Otterbein Vernon L. Pack Lecture Confronting the Truth about Inequalities in America’s Schools
Posted Apr 01, 2021
Pulitzer Prize-winning journalist Nikole Hannah-Jones and bestselling author and educator Jonathan Kozol, two civil rights champions of different generations, will bring their unique perspectives to the Vernon L. Pack Distinguished Lecture Series at Otterbein University. The moderated discussion, Confronting the Truth about Inequalities in America’s Schools, will be streamed online at 7 p.m. on Monday, April 12, and is free and open to the public. Registration is now open.
Hannah-Jones and Kozol are two powerful and tireless voices that have deepened our understanding of the connections between race, equity, and education.

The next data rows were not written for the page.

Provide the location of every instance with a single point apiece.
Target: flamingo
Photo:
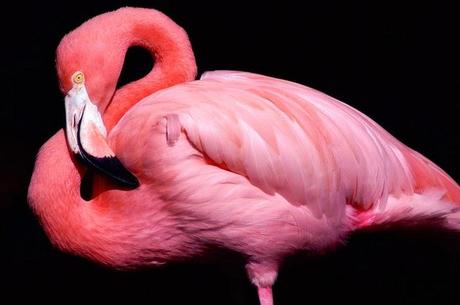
(261, 166)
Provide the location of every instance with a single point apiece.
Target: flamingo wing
(294, 141)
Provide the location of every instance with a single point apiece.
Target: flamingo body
(261, 166)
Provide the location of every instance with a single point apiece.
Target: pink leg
(265, 295)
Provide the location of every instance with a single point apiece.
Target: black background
(398, 63)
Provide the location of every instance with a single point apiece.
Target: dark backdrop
(398, 63)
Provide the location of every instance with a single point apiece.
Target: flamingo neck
(54, 191)
(174, 61)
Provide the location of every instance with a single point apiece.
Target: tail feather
(429, 209)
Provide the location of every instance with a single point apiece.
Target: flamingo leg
(265, 295)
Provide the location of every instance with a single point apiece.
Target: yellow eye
(78, 78)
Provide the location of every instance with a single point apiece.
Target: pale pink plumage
(257, 165)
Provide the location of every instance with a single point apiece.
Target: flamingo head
(88, 80)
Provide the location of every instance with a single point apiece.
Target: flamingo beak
(87, 136)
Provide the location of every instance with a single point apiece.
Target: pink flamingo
(257, 165)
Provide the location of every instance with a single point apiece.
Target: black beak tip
(112, 168)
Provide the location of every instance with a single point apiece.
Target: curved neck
(169, 45)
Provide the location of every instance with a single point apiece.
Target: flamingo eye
(78, 78)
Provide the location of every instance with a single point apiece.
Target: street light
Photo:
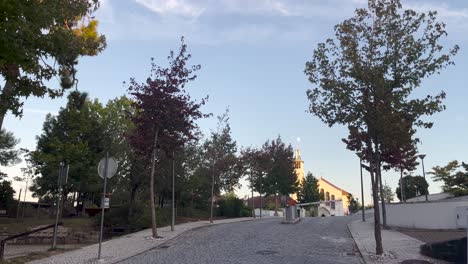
(422, 156)
(360, 155)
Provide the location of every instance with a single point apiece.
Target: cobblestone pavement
(313, 240)
(397, 246)
(430, 236)
(12, 251)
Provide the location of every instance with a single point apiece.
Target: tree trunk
(6, 93)
(212, 195)
(382, 197)
(132, 202)
(375, 198)
(153, 165)
(276, 204)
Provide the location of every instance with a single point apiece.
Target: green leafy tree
(365, 77)
(455, 182)
(387, 193)
(6, 195)
(221, 159)
(308, 189)
(8, 154)
(412, 186)
(353, 205)
(41, 40)
(280, 177)
(76, 137)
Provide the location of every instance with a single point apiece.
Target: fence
(443, 214)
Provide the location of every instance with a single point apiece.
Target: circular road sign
(111, 167)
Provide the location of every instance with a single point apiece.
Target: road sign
(111, 167)
(106, 202)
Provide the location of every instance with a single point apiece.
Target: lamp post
(360, 155)
(422, 156)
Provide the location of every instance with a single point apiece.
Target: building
(336, 200)
(299, 169)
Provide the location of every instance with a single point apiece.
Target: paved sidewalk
(13, 251)
(121, 248)
(397, 246)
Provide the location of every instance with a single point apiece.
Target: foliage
(387, 193)
(165, 113)
(231, 206)
(308, 190)
(37, 36)
(8, 154)
(280, 177)
(75, 137)
(353, 205)
(412, 186)
(365, 77)
(455, 182)
(6, 195)
(220, 157)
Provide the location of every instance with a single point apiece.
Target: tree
(412, 186)
(37, 36)
(6, 195)
(76, 137)
(353, 205)
(308, 190)
(8, 154)
(165, 113)
(387, 193)
(364, 79)
(280, 177)
(455, 182)
(220, 157)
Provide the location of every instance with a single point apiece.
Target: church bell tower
(299, 169)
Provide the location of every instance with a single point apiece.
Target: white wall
(431, 197)
(268, 212)
(427, 215)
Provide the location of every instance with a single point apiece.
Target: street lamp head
(360, 154)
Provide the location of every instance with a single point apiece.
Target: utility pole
(103, 203)
(422, 156)
(173, 191)
(57, 211)
(261, 201)
(19, 205)
(362, 189)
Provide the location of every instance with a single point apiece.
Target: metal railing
(3, 241)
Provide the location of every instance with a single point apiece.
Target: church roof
(333, 185)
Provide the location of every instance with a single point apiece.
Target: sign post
(107, 168)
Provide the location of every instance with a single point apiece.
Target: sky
(253, 55)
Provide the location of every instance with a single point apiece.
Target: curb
(169, 237)
(358, 246)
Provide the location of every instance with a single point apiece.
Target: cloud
(39, 111)
(176, 7)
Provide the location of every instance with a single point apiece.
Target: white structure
(442, 214)
(325, 208)
(268, 212)
(431, 197)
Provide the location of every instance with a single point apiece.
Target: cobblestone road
(313, 240)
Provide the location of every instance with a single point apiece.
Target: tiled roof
(334, 186)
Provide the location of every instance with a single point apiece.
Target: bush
(231, 206)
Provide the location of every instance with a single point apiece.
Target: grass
(33, 256)
(13, 226)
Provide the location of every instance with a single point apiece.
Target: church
(335, 201)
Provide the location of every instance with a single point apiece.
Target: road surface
(313, 240)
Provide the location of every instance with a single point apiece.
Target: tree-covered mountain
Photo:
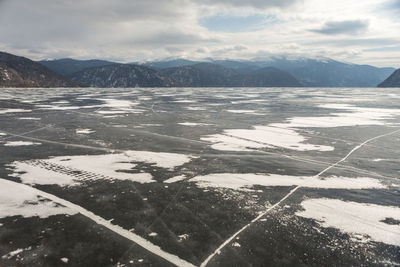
(18, 71)
(318, 72)
(273, 71)
(67, 66)
(121, 75)
(392, 81)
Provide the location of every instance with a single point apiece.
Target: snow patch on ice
(29, 118)
(14, 110)
(71, 170)
(84, 131)
(23, 201)
(193, 124)
(355, 218)
(21, 143)
(245, 181)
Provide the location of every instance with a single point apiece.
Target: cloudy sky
(366, 31)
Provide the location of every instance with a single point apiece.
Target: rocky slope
(67, 66)
(392, 81)
(121, 75)
(197, 75)
(18, 71)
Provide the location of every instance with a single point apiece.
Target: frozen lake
(199, 176)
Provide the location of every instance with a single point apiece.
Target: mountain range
(276, 71)
(392, 81)
(18, 71)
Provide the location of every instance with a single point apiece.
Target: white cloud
(150, 29)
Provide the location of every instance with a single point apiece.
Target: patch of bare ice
(355, 218)
(262, 137)
(175, 179)
(21, 143)
(245, 181)
(353, 117)
(195, 108)
(29, 118)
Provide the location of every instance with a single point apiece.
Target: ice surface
(70, 170)
(21, 201)
(245, 181)
(355, 218)
(14, 110)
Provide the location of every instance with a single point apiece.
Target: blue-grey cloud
(343, 27)
(259, 4)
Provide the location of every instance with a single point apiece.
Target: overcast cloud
(126, 30)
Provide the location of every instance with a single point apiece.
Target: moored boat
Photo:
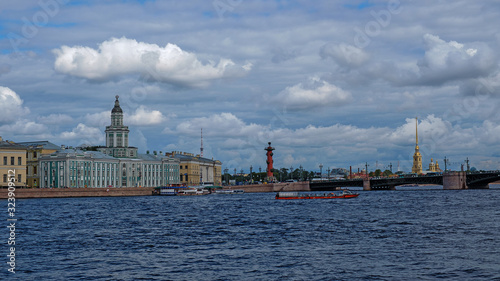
(230, 191)
(343, 194)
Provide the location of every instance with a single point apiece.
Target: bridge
(449, 180)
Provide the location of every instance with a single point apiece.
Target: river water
(381, 235)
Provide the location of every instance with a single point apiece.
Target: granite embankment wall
(273, 187)
(21, 193)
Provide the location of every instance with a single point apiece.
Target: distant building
(78, 168)
(434, 166)
(417, 157)
(197, 170)
(115, 165)
(34, 151)
(13, 163)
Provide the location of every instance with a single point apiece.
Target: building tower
(117, 135)
(201, 148)
(417, 157)
(269, 149)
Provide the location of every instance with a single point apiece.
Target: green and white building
(116, 165)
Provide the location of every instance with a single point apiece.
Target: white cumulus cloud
(448, 61)
(11, 105)
(122, 56)
(84, 134)
(344, 54)
(314, 93)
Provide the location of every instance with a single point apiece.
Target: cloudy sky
(332, 82)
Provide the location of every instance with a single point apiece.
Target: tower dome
(117, 108)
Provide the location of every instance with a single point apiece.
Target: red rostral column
(269, 162)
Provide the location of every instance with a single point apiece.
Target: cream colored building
(34, 151)
(196, 170)
(12, 163)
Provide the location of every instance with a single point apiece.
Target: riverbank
(22, 193)
(273, 187)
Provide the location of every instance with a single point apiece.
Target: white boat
(192, 191)
(229, 191)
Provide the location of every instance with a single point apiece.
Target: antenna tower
(201, 148)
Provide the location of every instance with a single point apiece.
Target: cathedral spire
(416, 130)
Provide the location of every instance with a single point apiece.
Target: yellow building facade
(195, 170)
(33, 151)
(12, 163)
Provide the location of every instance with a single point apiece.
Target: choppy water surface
(381, 235)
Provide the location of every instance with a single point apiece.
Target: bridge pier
(455, 180)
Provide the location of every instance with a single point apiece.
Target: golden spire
(416, 132)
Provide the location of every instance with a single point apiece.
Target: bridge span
(449, 180)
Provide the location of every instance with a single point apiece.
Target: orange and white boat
(343, 194)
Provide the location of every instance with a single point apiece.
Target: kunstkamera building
(115, 165)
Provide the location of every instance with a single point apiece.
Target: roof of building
(44, 144)
(71, 152)
(190, 157)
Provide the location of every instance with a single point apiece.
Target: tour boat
(229, 191)
(343, 194)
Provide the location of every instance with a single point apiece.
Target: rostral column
(269, 149)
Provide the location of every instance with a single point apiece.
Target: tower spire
(416, 129)
(417, 157)
(201, 148)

Hannah-Jones covers racial injustice for The New York Times Magazine, and has spent years chronicling the way official policy has created — and maintains — racial segregation in housing and schools. Her deeply personal reports on the black experience in America offer a compelling case for greater equity.
She has written extensively on the history of racism, school resegregation, and the decades-long failure of the federal government to enforce the landmark 1968 Fair Housing Act. Most recently, she is known as the lead writer on The New York Times‘ major multimedia initiative, The 1619 Project.

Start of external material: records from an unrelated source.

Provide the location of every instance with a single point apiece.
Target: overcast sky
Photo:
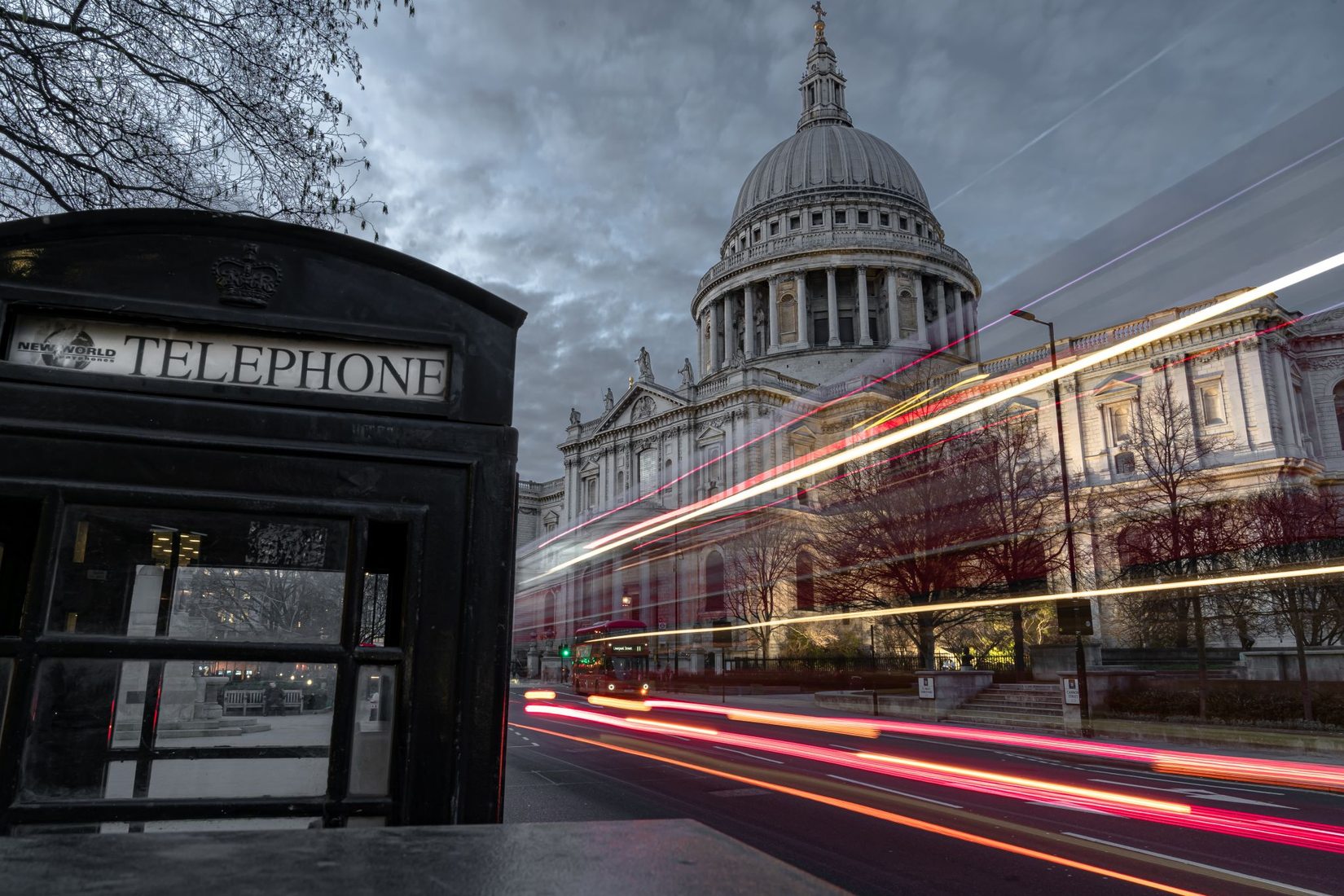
(581, 157)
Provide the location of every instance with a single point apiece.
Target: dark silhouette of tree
(206, 103)
(1298, 527)
(903, 532)
(1021, 507)
(1170, 528)
(761, 563)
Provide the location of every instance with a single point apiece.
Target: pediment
(709, 434)
(640, 403)
(1117, 384)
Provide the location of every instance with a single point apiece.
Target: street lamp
(1069, 512)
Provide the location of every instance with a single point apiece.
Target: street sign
(1071, 696)
(1074, 617)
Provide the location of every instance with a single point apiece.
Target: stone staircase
(1021, 705)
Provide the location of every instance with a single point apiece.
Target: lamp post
(1069, 513)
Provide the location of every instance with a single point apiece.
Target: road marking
(899, 793)
(742, 753)
(740, 792)
(1070, 807)
(1282, 887)
(1195, 792)
(1190, 778)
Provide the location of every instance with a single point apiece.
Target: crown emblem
(246, 281)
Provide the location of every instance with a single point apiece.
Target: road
(925, 815)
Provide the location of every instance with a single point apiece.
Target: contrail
(1083, 108)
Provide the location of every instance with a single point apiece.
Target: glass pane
(210, 577)
(122, 730)
(371, 742)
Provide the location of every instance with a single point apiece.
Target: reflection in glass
(222, 578)
(371, 743)
(122, 730)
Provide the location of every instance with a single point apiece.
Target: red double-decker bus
(612, 666)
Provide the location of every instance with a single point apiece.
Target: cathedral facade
(832, 275)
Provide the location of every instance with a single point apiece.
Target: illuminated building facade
(833, 271)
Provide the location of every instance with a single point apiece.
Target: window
(1118, 418)
(1211, 403)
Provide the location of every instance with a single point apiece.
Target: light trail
(1267, 771)
(1236, 824)
(906, 821)
(773, 480)
(1006, 602)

Kozol is a Rhodes Scholar, former fourth grade teacher, passionate advocate for child-centered learning, and one of the most widely read and highly honored education writers in the nation. In his New York Times Bestseller, The Shame of the Nation, a description of conditions that he found in nearly 60 public schools, Kozol wrote that inner-city children were more isolated racially than at any time since federal courts began dismantling the landmark ruling in Brown v. Board of Education.
He continues to visit children in their classrooms and to defend the dignity of hard-working and devoted teachers after more than 50 years as an educator and activist.